The Oasis Reporters
October 6, 2018
Bayero University, Kano took a giant stride to shed off it’s fundamentalist toga on Wednesday October 3, 2018 when it energized Nigeria’s first megawatt scale hybrid solar project in a Nigerian university and the second in the whole country.
At the project launch, the project engineers, Muhammad Buhari, mixed around 600kw of solar photovoltaic energy into its campus power supply.
Mr Buhari, an MIT-trained electrical engineer, said it is the first time a MW scale hybrid solar system is successfully implemented in a Nigerian institution and the second in the country after the Lower Usuma Dam project in Abuja.
“The BUK project is even upgraded with research component.

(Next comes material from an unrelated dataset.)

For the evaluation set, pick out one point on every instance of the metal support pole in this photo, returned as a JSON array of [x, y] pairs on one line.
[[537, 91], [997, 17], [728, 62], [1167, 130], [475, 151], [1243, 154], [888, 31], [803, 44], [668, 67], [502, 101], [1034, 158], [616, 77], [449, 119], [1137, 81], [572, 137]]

It is however first MW scale renewable energy project led and managed by a Nigerian engineer in Nigeria,” said Mr Buhari, who holds a PhD in Integration of Renewable Energy into Power Systems.
“The feat was made possible after the successful completion and commissioning of a 1MWp Solar power plant by a technical team of experts and supported by Enerwhere Nigeria Ltd through the Solar Nigeria Project (of the DFID).
“The 1MWp system is the flagship project of a DFID funded programme together with a Nigerian university and is the largest project of its kind in the country by any Nigerian government institution.
“The project will help the university save on huge costs of diesel, utility bills and increase the reliability of electricity supply on the old campus.
“In addition, the project will enhance the employability of its students through training and will generate huge investment interest in this sector in Kano.
“More importantly for Nigerian universities, it is a huge opportunity to trigger research necessary to develop capacity to answer important questions related to the local community, the national grid, electricity markets, and environment.
This project is bound to put the University in ranked universities that utilize abundant resources available locally to improve services within the community.
Kano city in the semi Sahara region of Nigeria’s north west belt suffers enormously from power shortages whereas temperatures are usually amongst the highest in the country. This remains the first determined bid to harness it’s abundant sunshine into electricity that the university community would benefit from first as a prelude to increasing power supply with alternative energy across the nation.